Given: A circle with center $O$ and radius $r = 6\text{ cm}$. A point $P$ located at a distance $OP = 10\text{ cm}$ from the center $O$.

To Find: Construct a pair of tangents from point $P$ to the circle and measure their lengths.

Step 1: Construction Procedure

1. Draw a circle with center $O$ and radius $6\text{ cm}$.

2. Mark a point $P$ such that $OP = 10\text{ cm}$.

3. Draw the line segment $OP$. Find the midpoint $M$ of $OP$ by drawing the perpendicular bisector of $OP$.

4. With $M$ as the center and $MO$ as the radius, draw a circle.
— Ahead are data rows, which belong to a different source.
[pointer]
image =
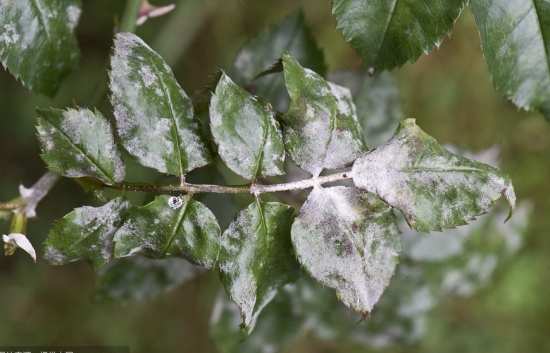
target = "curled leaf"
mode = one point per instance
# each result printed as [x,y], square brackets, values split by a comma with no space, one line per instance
[348,240]
[434,188]
[256,257]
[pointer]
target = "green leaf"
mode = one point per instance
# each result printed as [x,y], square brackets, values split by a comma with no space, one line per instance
[138,278]
[154,115]
[456,263]
[377,101]
[256,257]
[163,228]
[515,37]
[277,328]
[388,33]
[249,138]
[291,35]
[37,41]
[85,234]
[347,240]
[434,188]
[321,128]
[79,143]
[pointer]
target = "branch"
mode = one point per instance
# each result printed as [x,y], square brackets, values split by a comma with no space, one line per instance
[255,189]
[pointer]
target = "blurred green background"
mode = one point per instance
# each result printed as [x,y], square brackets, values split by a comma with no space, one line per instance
[449,93]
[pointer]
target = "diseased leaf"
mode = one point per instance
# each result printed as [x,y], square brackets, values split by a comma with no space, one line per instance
[277,328]
[347,240]
[388,33]
[377,102]
[163,228]
[291,35]
[79,143]
[456,263]
[37,41]
[320,128]
[515,37]
[434,188]
[249,138]
[138,278]
[85,234]
[154,115]
[256,257]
This circle will intersect the original circle at two points, $T_1$ and $T_2$.

5. Join $PT_1$ and $PT_2$. These are the required tangents.

Step 2: Justification

To justify that $PT_1$ and $PT_2$ are tangents, we join $OT_1$.

In $\triangle OT_1P$, $\angle OT_1P$ is an angle in a semicircle. [By Thales' Theorem, the angle subtended by a diameter at the circumference is $90^\circ$].
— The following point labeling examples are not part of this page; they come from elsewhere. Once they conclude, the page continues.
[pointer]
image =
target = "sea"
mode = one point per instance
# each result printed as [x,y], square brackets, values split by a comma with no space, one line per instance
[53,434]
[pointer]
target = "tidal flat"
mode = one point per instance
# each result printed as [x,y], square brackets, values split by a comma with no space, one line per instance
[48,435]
Therefore, $\angle OT_1P = 90^\circ$.

Since $OT_1$ is a radius of the circle, $PT_1$ must be a tangent to the circle at $T_1$. [Since a line perpendicular to the radius at the point of contact is a tangent].

Step 3: Calculation of Tangent Length

In the right-angled triangle $\triangle OT_1P$:

$OP^2 = OT_1^2 + PT_1^2$ [Using Pythagoras Theorem]

Given $OP = 10\text{ cm}$ and $OT_1 = 6\text{ cm}$ (radius).

$10^2 = 6^2 + PT_1^2$

$100 = 36 + PT_1^2$

$PT_1^2 = 100 - 36$

$PT_1^2 = 64$

$PT_1 = \sqrt{64} = 8\text{ cm}$.

Final Answer: The length of each tangent is 8 cm.